Dataset: Controls
Deployment: KM1110

All analytical and sampling methodologies are described in Burkhardt et al. (2014). However, summary of most relevant methods are included here:

To explore the relationship between POM source and remineralization rates and stoichiometry, the investigators conducted a suite of on-deck incubation experiments in the North Pacific Subtropical Gyre (NPSG) in March of 2011 near Station ALOHA. 20-L aliquots of seawater were collected from the 75-m depth horizon at Station ALOHA. Immediately after collection, seawater was stored in the dark in an incubator continually flushed with surface seawater for ~72 hours. Dried POM material (cultured Trichodesmium IMS 101, “TRICHO”, Prochlorococcus MED4, “PRO”, T. weissflogii, “DIATOM” and the natural POM from the Oregon coast, “OR-POM”) was added to the carboys with aged Station ALOHA seawater. Each treatment was prepared in duplicate except for the OR-POM. Concentrations of ammonium (NH4) and SRP were obtained every 5 min for roughly the first half hour following POM addition to capture any solubilization trends. This initial phase was followed by discrete sampling every 3 hours. Nutrient samples were run at OSU, NMR samples were run at the University of California, Santa Cruz.

Nutrients were analyzed using flow-through colorimetric methods on a Technicon Auto Analyzer II. SRP was analyzed using the phosphomolybdic acid reduction; ammonium (NH4) was measured by the indophenol blue method (Gordon et al., 1993); and nitrate + nitrite (N+N) was analyzed using the cadmium reduction method of Armstrong et al. (1967). Detection limits were 55 nmol L-1 for SRP, 22 nmol L-1 for NH4, and 8 nmol L-1 for N+N. Total dissolved P and N (TDP and TDN, respectively) were determined by the alkaline persulfate oxidation method (Valderrama, 1981) using a 1:10 oxidant to sample ratio. Dissolved organic P (DOP) and N (DON) were calculated as the difference of TDP and SRP and TDN less the sum of NH4+ + NO3- + NO2-, respectively.

Particulate C, N, and P content of each POM type was determined by collecting a subsample of the biomass onto combusted GFF filters, wrapping in foil, flash freezing, and storing at -80 degrees C. The filters were then thawed and dried at 60 degrees C overnight, folded into tin and silver boats, and run on a Carlo-Erba C/N Analyzer for particulate C (PC) and N (PN) content (Sharp (1974). For particulate P (PP) analyses samples were thawed and combusted at 450 degrees C for 4.5 hours, then extracted with 0.15 M HCl for 1 hour at 60 degrees C. PP was then analyzed as SRP in a 1.0 cm cell at 880 nm following Strickland and Parsons (1972).

Molecular characterization of PP compounds was performed using subsamples of each POM type with 31P nuclear magnetic resonance (NMR) spectral analysis as per Cade-Menun et al. (2005).
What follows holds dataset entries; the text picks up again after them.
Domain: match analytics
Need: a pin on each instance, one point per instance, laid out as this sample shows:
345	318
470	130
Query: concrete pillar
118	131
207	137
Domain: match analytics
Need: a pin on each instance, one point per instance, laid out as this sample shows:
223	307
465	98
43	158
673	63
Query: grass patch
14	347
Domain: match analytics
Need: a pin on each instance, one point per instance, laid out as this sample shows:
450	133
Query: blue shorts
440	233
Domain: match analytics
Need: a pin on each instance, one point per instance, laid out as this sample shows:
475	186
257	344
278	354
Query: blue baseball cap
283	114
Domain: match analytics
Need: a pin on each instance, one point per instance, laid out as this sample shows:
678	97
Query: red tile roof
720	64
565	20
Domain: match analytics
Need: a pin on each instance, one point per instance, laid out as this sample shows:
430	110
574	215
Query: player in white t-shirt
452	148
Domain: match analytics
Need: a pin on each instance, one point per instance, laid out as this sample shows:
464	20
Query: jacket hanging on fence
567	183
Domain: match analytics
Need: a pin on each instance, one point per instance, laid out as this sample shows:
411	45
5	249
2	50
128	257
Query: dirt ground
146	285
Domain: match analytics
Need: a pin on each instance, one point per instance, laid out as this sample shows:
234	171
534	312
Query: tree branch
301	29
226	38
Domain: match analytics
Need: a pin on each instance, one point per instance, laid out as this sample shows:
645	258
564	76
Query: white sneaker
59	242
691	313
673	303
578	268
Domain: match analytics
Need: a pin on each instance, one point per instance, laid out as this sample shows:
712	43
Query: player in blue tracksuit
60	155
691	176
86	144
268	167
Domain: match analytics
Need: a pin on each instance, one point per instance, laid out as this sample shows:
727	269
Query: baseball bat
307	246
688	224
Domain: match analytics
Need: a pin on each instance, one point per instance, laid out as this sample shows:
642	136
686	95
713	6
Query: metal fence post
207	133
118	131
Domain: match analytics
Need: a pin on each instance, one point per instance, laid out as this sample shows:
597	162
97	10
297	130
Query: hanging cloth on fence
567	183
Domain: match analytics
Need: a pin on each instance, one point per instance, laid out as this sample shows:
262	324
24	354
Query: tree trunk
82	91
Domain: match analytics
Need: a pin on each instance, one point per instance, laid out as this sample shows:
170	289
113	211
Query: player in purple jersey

Samples were freeze-dried, extracted with a 25-mL solution of 0.25M NaOH 0.05M Na2EDTA for 4h, and then centrifuged. 1-mL aliquots of the supernatant and digested residue samples were analyzed for P concentrations via inductively coupled plasma optical emission spectroscopy (ICP-OES) to determine the extracted P and fraction that was not extracted. The remaining supernatant was analyzed for 31P-NMR spectroscopy on a 600 MHz Varian Unity INOVA spectrometer equipped with a 10mm broadband probe at 20 degrees C and a 90 degrees pulse. Compounds were identified by their chemical shifts (ppm) relative to an external orthophosphoric acid standard. After standardizing the orthophosphate peak in all samples to 6 ppm, peak assignments were based on Tebby and Glonek (1991) Cade-Menun and Preston (1996) and Turner et al. (2003b,c). Peak areas were calculated by integration of spectra processed with a 5 Hz line broadening, using NUTS software (Acorn NMR Inc.) as described in Paytan et al., (2003). Finally, the relative contribution of surface-adsorbed P was assessed for remaining TRICHO and DIATOM POM samples via the oxalate rinse method described in Fu et al. (2005); not enough material remained from PRO and OR-POM for similar analyses.